"The Guy Who Came Back" (1951-Joseph Newman), along with Jacques Tourneur's "Easy Living" made at RKO, depicted professional football in the 1940s with a touch of realism. Though the Tourneur film is broadcast on TCM occasionally, "The Guy Who Came Back" appears to have fallen off the map, though I can vividly recall seeing this broadcast on TV in the 1970s.
I was touched and amused by the story of an aging football player living in the past until WWII allows him to relive his "glory days". Paul Douglas as the immature but very human guy is at his best, making you smile and feeling a tug of compassion for the man as he sees life as he imagined it, slipping away. Linda Darnell is very winning and gives a nuanced performance as an understanding beauty attracted to the big lug, and Joan Bennett, as she was in that year's big hit, "Father of the Bride", exceptionally funny, using her dry comedic skills to create a thumbnail portrait of a a woman who is vexed by her husband's lack of perspective on life. Each of the actors who appeared in this film are probably much more appreciated now than when they were working.
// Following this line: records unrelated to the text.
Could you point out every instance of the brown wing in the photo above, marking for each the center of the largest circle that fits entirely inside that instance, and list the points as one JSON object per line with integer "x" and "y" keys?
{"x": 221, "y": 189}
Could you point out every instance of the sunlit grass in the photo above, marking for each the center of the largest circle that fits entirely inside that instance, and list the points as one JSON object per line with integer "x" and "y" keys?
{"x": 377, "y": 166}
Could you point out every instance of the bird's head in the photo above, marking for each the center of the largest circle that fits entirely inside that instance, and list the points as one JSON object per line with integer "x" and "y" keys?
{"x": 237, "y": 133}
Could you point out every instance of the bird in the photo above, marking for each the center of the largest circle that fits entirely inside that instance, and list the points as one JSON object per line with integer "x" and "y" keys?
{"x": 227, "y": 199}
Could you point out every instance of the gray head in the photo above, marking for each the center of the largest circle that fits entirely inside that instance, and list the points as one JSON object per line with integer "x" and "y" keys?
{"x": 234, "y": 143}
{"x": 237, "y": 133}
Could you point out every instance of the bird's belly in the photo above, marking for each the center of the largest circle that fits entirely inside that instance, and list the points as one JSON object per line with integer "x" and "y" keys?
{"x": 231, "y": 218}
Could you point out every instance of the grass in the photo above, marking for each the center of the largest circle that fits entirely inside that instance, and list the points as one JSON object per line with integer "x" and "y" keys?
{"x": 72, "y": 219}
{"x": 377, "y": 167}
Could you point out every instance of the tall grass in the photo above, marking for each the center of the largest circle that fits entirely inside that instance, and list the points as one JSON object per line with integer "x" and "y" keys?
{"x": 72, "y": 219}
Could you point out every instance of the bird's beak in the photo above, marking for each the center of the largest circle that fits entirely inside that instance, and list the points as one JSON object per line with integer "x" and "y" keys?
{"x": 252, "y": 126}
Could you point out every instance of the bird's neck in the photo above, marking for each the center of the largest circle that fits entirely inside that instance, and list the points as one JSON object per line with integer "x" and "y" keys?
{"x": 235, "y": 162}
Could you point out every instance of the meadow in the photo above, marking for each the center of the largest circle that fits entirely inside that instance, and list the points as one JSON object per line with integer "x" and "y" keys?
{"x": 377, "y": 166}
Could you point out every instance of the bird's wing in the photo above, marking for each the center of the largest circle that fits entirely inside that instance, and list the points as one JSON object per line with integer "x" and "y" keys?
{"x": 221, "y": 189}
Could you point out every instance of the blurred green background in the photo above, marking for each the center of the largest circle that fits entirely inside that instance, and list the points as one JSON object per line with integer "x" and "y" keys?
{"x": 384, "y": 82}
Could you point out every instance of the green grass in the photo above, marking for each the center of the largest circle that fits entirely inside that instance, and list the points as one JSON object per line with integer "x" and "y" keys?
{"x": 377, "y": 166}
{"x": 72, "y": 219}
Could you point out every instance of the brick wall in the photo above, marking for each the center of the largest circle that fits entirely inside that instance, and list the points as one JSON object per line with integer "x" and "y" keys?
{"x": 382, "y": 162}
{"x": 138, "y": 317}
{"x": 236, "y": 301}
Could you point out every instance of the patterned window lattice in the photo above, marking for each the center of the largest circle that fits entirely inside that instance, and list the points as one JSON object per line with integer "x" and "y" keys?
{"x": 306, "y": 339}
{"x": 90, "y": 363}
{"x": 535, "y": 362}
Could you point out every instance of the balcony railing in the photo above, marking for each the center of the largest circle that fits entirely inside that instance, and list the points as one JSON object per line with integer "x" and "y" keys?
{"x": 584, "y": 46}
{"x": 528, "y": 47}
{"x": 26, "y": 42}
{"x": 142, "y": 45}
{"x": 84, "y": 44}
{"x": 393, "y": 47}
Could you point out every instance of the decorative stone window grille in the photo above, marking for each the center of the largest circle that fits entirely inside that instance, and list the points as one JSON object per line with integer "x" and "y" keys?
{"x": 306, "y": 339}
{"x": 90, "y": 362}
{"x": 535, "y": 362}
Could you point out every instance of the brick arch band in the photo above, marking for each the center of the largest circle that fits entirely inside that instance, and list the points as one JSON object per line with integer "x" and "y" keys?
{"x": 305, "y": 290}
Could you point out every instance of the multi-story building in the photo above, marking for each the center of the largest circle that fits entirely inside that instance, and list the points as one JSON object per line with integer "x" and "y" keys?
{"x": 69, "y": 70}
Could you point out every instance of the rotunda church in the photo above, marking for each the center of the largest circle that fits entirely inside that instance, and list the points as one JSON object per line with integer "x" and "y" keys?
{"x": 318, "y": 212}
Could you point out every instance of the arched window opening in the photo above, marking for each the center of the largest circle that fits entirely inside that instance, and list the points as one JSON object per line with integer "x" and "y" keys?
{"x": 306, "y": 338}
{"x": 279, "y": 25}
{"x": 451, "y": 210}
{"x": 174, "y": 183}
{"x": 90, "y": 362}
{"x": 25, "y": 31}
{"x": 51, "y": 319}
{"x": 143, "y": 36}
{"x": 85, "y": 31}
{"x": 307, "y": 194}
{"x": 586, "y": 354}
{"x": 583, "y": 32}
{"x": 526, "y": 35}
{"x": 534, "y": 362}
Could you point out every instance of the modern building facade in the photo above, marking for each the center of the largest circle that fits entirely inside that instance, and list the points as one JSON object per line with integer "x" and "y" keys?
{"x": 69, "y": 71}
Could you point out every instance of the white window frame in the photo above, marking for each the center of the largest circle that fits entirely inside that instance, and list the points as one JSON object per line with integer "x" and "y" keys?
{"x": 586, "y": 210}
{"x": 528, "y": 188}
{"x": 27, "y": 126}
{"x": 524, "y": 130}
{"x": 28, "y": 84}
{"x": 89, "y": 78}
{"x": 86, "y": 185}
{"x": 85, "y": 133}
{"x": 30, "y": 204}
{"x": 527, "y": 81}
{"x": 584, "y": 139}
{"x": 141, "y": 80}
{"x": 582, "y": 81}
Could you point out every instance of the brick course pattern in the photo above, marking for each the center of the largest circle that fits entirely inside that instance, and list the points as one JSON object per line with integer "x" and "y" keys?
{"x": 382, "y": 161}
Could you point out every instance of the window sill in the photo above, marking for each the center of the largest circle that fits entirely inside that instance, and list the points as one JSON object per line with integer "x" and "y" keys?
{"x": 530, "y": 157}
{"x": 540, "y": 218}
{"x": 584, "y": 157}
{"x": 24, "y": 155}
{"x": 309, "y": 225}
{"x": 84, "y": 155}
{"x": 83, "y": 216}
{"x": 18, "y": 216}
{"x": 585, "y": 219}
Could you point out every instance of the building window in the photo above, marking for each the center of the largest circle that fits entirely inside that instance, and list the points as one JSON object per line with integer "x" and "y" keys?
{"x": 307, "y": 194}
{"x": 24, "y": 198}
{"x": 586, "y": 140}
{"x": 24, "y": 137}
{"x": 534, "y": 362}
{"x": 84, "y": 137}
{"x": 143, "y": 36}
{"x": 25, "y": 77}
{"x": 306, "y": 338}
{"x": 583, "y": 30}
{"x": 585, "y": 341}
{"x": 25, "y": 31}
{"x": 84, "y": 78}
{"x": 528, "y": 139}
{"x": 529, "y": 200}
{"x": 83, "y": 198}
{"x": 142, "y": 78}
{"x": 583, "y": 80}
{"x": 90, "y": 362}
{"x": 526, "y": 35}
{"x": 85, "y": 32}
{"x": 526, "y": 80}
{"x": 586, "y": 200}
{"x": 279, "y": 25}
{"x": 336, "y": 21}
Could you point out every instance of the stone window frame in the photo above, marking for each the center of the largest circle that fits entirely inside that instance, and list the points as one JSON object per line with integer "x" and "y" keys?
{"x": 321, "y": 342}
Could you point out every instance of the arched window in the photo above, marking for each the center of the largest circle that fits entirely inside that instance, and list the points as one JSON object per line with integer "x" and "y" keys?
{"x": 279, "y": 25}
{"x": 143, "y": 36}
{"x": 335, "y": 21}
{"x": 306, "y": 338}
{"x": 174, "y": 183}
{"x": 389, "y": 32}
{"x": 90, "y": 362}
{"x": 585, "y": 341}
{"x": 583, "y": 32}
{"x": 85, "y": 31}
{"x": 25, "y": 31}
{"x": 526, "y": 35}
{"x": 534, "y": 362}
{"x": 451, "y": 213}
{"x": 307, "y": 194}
Why would 20th Century Fox, which is renowned for the quality of the DVDs that it produces, allow this movie to moulder somewhere in a vault or at least broadcast it on FMC, as they have with other rarities, such as Paul Douglas' equally obscure "Everybody Does It" (1949-Edmund Goulding) and "Love That Brute" (1950-Alexander Hall)?
Is there a copyright issue with this film?
If anyone knows if this is available, please let me know.
Thank you for any help you may be able to offer.